[edit]
Knowledge-aware Reinforced Language Models for Protein Directed Evolution
Proceedings of the 41st International Conference on Machine Learning, PMLR 235:52260-52273, 2024.
Abstract
Directed evolution, a cornerstone of protein optimization, is to harness natural mutational processes to enhance protein functionality. Existing Machine Learning-assisted Directed Evolution (MLDE) methodologies typically rely on data-driven strategies and often overlook the profound domain knowledge in biochemical fields.

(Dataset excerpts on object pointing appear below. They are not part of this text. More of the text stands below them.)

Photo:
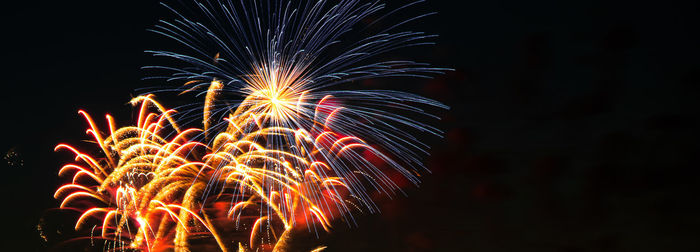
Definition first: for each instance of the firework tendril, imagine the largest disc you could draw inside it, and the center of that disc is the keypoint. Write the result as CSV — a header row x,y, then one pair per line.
x,y
292,156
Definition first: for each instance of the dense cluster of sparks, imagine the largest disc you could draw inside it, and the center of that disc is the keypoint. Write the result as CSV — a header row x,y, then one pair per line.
x,y
288,157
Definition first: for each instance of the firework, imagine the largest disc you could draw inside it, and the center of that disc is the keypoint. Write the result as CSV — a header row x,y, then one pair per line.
x,y
290,158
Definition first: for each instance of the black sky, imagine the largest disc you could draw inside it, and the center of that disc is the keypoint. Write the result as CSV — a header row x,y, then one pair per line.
x,y
572,128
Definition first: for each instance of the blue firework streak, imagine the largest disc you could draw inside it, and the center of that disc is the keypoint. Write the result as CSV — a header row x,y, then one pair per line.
x,y
284,58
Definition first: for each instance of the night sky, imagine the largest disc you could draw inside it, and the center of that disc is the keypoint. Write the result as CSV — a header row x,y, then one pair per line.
x,y
572,125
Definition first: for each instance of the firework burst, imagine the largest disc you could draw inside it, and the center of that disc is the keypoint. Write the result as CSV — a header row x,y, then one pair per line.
x,y
290,157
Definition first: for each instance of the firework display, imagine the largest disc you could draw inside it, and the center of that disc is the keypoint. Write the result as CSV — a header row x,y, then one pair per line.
x,y
271,152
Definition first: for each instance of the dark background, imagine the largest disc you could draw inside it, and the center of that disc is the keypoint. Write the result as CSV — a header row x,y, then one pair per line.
x,y
572,128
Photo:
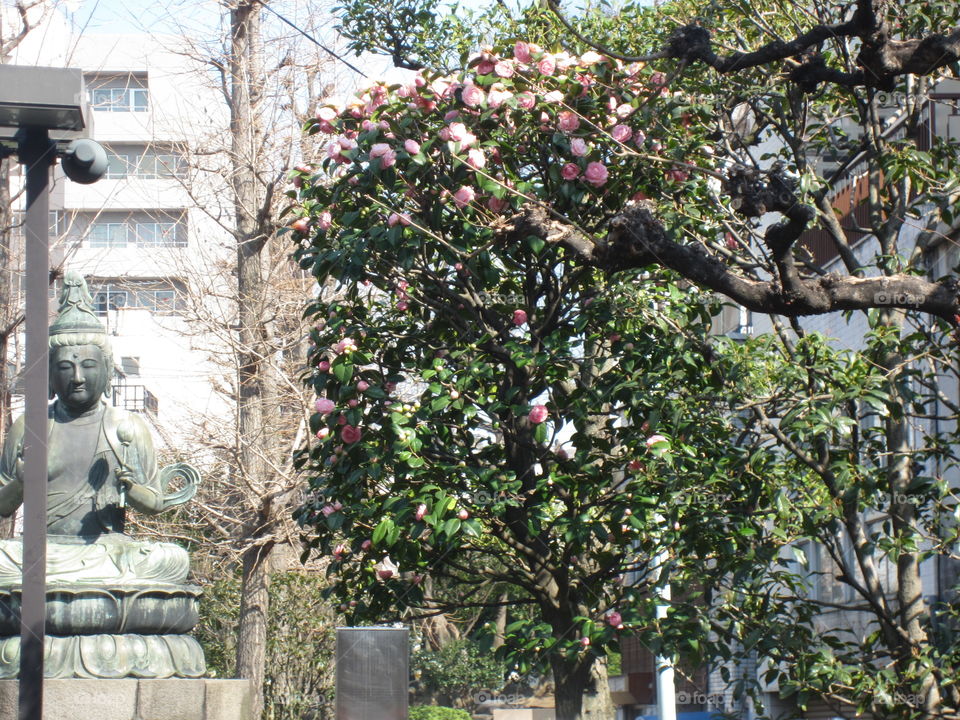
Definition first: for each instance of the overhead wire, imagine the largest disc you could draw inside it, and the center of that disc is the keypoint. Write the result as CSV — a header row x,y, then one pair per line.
x,y
312,39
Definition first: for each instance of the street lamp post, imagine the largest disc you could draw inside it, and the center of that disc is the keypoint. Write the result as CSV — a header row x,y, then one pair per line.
x,y
47,108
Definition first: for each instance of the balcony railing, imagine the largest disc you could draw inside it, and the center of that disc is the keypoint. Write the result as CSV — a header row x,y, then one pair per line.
x,y
135,398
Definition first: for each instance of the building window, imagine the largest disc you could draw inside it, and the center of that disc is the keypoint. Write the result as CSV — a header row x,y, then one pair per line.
x,y
118,93
134,398
141,230
143,163
163,297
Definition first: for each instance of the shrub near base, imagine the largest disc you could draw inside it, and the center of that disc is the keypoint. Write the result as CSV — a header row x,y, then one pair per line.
x,y
433,712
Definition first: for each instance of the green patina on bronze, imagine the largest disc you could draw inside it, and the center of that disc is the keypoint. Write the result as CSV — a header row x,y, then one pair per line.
x,y
116,606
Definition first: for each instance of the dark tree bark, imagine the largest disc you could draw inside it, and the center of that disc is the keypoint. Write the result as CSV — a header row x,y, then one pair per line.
x,y
254,381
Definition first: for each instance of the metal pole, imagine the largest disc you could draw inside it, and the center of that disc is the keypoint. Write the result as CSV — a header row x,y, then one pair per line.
x,y
666,688
37,154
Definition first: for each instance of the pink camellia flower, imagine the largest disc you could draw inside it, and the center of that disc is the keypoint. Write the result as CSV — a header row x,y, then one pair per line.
x,y
654,439
345,345
350,434
458,132
476,159
596,174
568,121
578,147
547,65
324,406
526,101
386,154
538,413
473,96
521,51
497,205
464,196
570,171
621,133
498,96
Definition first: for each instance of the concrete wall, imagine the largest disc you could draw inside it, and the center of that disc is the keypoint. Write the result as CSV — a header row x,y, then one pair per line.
x,y
133,699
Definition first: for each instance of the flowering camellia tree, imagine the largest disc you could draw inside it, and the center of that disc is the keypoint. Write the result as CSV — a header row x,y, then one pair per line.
x,y
499,406
490,414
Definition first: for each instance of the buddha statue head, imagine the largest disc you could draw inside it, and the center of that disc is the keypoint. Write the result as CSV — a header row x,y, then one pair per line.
x,y
81,360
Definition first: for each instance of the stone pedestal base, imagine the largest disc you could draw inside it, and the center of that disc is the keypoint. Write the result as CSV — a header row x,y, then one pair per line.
x,y
130,699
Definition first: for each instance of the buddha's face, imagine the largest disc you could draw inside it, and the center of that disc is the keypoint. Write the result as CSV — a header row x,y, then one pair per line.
x,y
78,376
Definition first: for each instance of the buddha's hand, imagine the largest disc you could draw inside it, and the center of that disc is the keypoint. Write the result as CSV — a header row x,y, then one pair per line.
x,y
129,475
18,463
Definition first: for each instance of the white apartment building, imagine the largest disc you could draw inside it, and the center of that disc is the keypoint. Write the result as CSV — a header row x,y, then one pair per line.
x,y
152,236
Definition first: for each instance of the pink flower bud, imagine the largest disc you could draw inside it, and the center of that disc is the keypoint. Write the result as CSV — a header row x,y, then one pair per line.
x,y
538,413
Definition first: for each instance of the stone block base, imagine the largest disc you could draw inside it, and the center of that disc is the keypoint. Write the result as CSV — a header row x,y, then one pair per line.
x,y
132,699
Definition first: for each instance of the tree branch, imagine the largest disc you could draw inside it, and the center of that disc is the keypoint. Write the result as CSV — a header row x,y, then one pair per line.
x,y
636,239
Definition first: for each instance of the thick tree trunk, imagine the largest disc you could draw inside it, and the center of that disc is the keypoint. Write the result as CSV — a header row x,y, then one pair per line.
x,y
252,352
254,605
911,605
581,689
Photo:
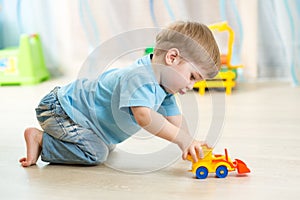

In this paper, we introduce a novel Knowledge-aware Reinforced Language Model (KnowRLM) for MLDE. An Amino Acid Knowledge Graph (AAKG) is constructed to represent the intricate biochemical relationships among amino acids. We further propose a Protein Language Model (PLM)-based policy network that iteratively samples mutants through preferential random walks on the AAKG using a dynamic sliding window mechanism. The novel mutants are actively sampled to fine-tune a fitness predictor as the reward model, providing feedback to the knowledge-aware policy. Finally, we optimize the whole system in an active learning approach that mimics biological settings in practice.KnowRLM stands out for its ability to utilize contextual amino acid information from knowledge graphs, thus attaining advantages from both statistical patterns of protein sequences and biochemical properties of amino acids.Extensive experiments demonstrate the superior performance of KnowRLM in more efficiently identifying high-fitness mutants compared to existing methods.